The Federated Farmers Banking Survey, which is undertaken quarterly to gauge the relationship farmers hold with their banks, has indicated that perceptions about ‘undue pressure’ have gradually built.
Federated Farmers Dairy chairman Andrew Hoggard says that it comes as no surprise considering the current environment.
“Despite sharemilkers being particularly exposed at present bank satisfaction remains strong overall.”
The survey shows 81 percent of all farmers and 79 percent of dairy farmers were ‘very satisfied’ or ‘satisfied’ with their banks. However, 9.7 percent of all farmers felt they were coming under ‘undue pressure’ regarding their mortgage, up from February’s 8.5 percent. For dairy farmers this was up to 12.9 percent from 10.9 percent last quarter.
Mr Hoggard said it was important to recognise that to date other farming types, like sheep and beef and arable, are not reporting nearly the extent of bank pressure and numbers have hardly shifted since the survey started.
New Zealand Bankers’ Association chief executive Karen Scott-Howman says that banks are still working closely with farmers to help them plan and manage through the tough times, and the survey results are positive given the current environment for farmers.
“Banks remain committed to supporting their farming customers, and they will continue working closely with dairy farmers and sharemilkers to help support the viability of their businesses,” Ms Scott-Howman said.
“The survey shows the vast majority of farmers remain happy with the quality of communication with their banks. Regular two-way communication is vital in times of financial pressure. We encourage farmers to continue talking with their banks early and often about budget planning, managing cash flow and the assistance that may be available to them,” she added.

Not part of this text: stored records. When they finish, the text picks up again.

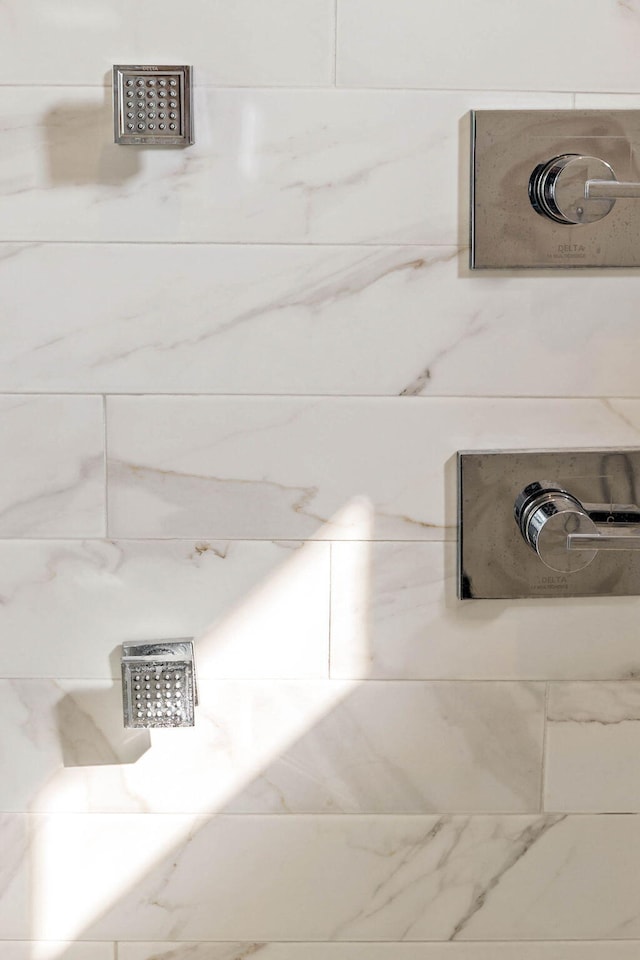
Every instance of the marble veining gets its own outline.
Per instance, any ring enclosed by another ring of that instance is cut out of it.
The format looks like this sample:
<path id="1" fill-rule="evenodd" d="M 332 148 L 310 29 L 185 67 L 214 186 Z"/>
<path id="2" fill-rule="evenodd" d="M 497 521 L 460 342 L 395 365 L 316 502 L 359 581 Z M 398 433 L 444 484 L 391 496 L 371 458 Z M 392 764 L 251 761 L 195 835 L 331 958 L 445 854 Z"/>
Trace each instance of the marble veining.
<path id="1" fill-rule="evenodd" d="M 0 673 L 118 678 L 124 639 L 194 636 L 203 678 L 326 677 L 329 549 L 0 540 Z"/>
<path id="2" fill-rule="evenodd" d="M 547 722 L 547 809 L 640 810 L 637 681 L 551 684 Z"/>
<path id="3" fill-rule="evenodd" d="M 5 87 L 0 240 L 466 243 L 460 117 L 571 106 L 561 94 L 196 85 L 195 145 L 136 151 L 110 142 L 105 92 Z"/>
<path id="4" fill-rule="evenodd" d="M 201 679 L 199 700 L 188 739 L 163 731 L 136 742 L 122 729 L 118 683 L 0 681 L 0 754 L 11 770 L 0 809 L 539 808 L 543 684 Z"/>
<path id="5" fill-rule="evenodd" d="M 486 600 L 478 609 L 455 599 L 455 544 L 374 543 L 359 563 L 360 593 L 352 545 L 333 544 L 336 678 L 622 680 L 640 671 L 638 597 Z"/>
<path id="6" fill-rule="evenodd" d="M 1 952 L 0 957 L 5 960 Z M 120 943 L 119 960 L 636 960 L 633 943 Z M 66 957 L 66 955 L 65 955 Z M 8 958 L 14 960 L 14 955 Z M 16 960 L 23 955 L 16 954 Z M 75 958 L 69 957 L 69 960 Z"/>
<path id="7" fill-rule="evenodd" d="M 376 429 L 370 424 L 375 418 Z M 633 446 L 636 401 L 111 397 L 110 534 L 442 540 L 442 465 L 491 424 L 493 448 Z M 343 509 L 368 499 L 364 532 Z"/>
<path id="8" fill-rule="evenodd" d="M 0 397 L 0 536 L 105 533 L 99 397 Z"/>

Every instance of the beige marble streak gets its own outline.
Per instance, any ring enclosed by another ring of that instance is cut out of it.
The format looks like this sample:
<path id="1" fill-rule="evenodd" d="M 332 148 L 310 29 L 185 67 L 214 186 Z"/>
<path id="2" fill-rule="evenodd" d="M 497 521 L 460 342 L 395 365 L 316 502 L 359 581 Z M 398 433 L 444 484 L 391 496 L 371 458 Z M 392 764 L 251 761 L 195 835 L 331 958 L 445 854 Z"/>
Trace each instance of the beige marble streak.
<path id="1" fill-rule="evenodd" d="M 639 683 L 553 683 L 547 718 L 547 809 L 640 810 Z"/>

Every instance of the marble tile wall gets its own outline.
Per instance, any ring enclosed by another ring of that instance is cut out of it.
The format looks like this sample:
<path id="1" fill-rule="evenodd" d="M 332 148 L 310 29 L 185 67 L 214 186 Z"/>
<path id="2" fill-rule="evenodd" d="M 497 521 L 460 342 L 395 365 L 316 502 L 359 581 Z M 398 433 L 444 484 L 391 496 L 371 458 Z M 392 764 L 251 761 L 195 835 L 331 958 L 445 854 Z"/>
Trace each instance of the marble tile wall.
<path id="1" fill-rule="evenodd" d="M 0 5 L 0 960 L 640 954 L 640 597 L 455 598 L 458 449 L 640 445 L 637 272 L 467 267 L 469 110 L 640 106 L 635 0 L 535 14 Z"/>

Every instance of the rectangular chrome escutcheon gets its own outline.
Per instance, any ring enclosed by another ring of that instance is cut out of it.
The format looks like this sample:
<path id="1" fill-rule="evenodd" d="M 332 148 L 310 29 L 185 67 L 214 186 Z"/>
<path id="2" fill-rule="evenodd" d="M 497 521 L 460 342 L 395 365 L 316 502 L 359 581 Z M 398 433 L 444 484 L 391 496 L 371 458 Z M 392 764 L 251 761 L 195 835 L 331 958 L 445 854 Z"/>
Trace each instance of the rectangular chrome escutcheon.
<path id="1" fill-rule="evenodd" d="M 193 143 L 191 72 L 185 65 L 116 64 L 115 142 L 169 147 Z"/>
<path id="2" fill-rule="evenodd" d="M 458 596 L 640 595 L 640 450 L 458 454 Z"/>
<path id="3" fill-rule="evenodd" d="M 640 266 L 640 110 L 471 114 L 471 267 Z"/>

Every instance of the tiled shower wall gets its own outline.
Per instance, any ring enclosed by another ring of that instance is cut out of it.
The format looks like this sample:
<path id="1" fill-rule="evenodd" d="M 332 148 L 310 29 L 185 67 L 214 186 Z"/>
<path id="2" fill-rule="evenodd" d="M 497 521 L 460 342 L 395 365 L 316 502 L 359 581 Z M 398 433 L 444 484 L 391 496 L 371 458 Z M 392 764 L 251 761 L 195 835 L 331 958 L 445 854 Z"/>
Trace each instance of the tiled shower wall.
<path id="1" fill-rule="evenodd" d="M 0 6 L 1 960 L 637 960 L 640 602 L 454 585 L 456 450 L 640 444 L 637 273 L 466 266 L 470 109 L 640 108 L 588 8 Z"/>

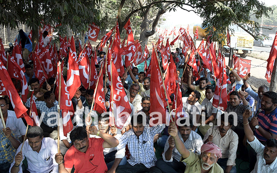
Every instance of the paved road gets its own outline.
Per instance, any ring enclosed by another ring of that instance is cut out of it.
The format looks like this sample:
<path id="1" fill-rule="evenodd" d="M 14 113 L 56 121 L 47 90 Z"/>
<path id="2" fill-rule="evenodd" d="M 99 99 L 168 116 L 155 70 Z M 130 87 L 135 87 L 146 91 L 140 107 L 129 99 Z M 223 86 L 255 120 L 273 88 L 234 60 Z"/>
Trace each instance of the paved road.
<path id="1" fill-rule="evenodd" d="M 253 46 L 253 50 L 254 50 L 264 51 L 270 52 L 271 49 L 271 47 L 269 46 L 261 47 L 258 46 Z"/>

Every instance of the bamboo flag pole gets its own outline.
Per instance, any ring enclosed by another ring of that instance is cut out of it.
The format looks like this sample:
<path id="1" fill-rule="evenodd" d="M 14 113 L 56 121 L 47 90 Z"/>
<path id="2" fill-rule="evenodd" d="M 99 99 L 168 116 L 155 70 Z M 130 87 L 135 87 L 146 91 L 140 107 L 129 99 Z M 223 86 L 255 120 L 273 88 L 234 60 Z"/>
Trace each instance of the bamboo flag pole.
<path id="1" fill-rule="evenodd" d="M 154 46 L 154 44 L 153 44 L 153 43 L 152 43 L 152 44 L 153 45 L 153 47 L 155 48 L 155 46 Z M 153 49 L 155 49 L 155 48 Z M 156 50 L 153 50 L 155 51 L 155 53 L 156 54 L 156 56 L 157 57 L 157 59 L 158 60 L 158 62 L 159 61 L 159 58 L 158 57 L 158 55 L 157 53 L 157 51 Z M 160 69 L 160 71 L 161 73 L 161 75 L 162 73 L 162 69 L 161 68 L 161 67 L 159 64 L 160 63 L 159 63 L 158 66 L 159 66 L 159 69 Z M 165 86 L 164 86 L 164 80 L 163 79 L 162 79 L 162 86 L 164 87 L 164 95 L 165 95 L 165 99 L 166 100 L 166 103 L 167 104 L 167 107 L 168 108 L 168 110 L 170 112 L 171 112 L 171 109 L 170 109 L 170 107 L 169 107 L 169 104 L 168 103 L 168 99 L 167 99 L 167 95 L 166 94 L 166 92 L 165 90 Z M 173 119 L 172 118 L 172 117 L 171 115 L 170 115 L 170 119 L 171 119 L 171 121 L 172 122 L 174 122 L 173 121 Z"/>
<path id="2" fill-rule="evenodd" d="M 101 74 L 102 72 L 102 71 L 103 70 L 103 63 L 102 63 L 102 64 L 101 65 L 101 69 L 100 70 L 100 74 Z M 98 79 L 97 80 L 97 82 L 96 83 L 96 85 L 95 86 L 95 89 L 94 90 L 94 93 L 93 94 L 93 99 L 92 99 L 92 103 L 91 103 L 91 107 L 90 108 L 90 112 L 89 112 L 89 114 L 90 114 L 91 113 L 91 112 L 92 111 L 92 107 L 93 106 L 93 104 L 94 103 L 95 100 L 95 95 L 96 95 L 96 91 L 97 89 L 97 87 L 98 87 L 98 83 L 99 82 L 99 80 L 103 80 L 103 78 L 101 78 L 98 77 Z"/>
<path id="3" fill-rule="evenodd" d="M 6 129 L 6 124 L 5 123 L 5 121 L 4 119 L 4 117 L 3 116 L 3 114 L 2 113 L 2 110 L 0 109 L 0 114 L 1 115 L 1 119 L 2 120 L 2 123 L 3 124 L 3 127 L 4 129 Z"/>
<path id="4" fill-rule="evenodd" d="M 58 152 L 59 153 L 60 151 L 60 112 L 61 109 L 60 106 L 61 105 L 61 63 L 59 63 L 59 106 L 58 109 Z"/>

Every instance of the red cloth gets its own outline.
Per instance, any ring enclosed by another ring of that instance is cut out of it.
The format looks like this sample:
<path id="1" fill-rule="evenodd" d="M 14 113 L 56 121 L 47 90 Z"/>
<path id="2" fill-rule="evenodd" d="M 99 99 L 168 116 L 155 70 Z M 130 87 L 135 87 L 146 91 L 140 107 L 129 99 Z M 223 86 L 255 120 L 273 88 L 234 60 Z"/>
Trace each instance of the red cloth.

Mr Hoggard continued: “To end on a positive note, interest rates are relatively low and they are still edging down. Compared to February both mortgage and overdraft rates were down by about 20 basis points to 5.41 percent and 7.59 percent respectively on average.
“Today’s low interest rate environment is a godsend and it will be saving many farmers significant debt servicing costs. Those who remember the mid-to-late 1980s with borrowing rates well over 20 percent will be well aware of this,” Mr Hoggard concluded.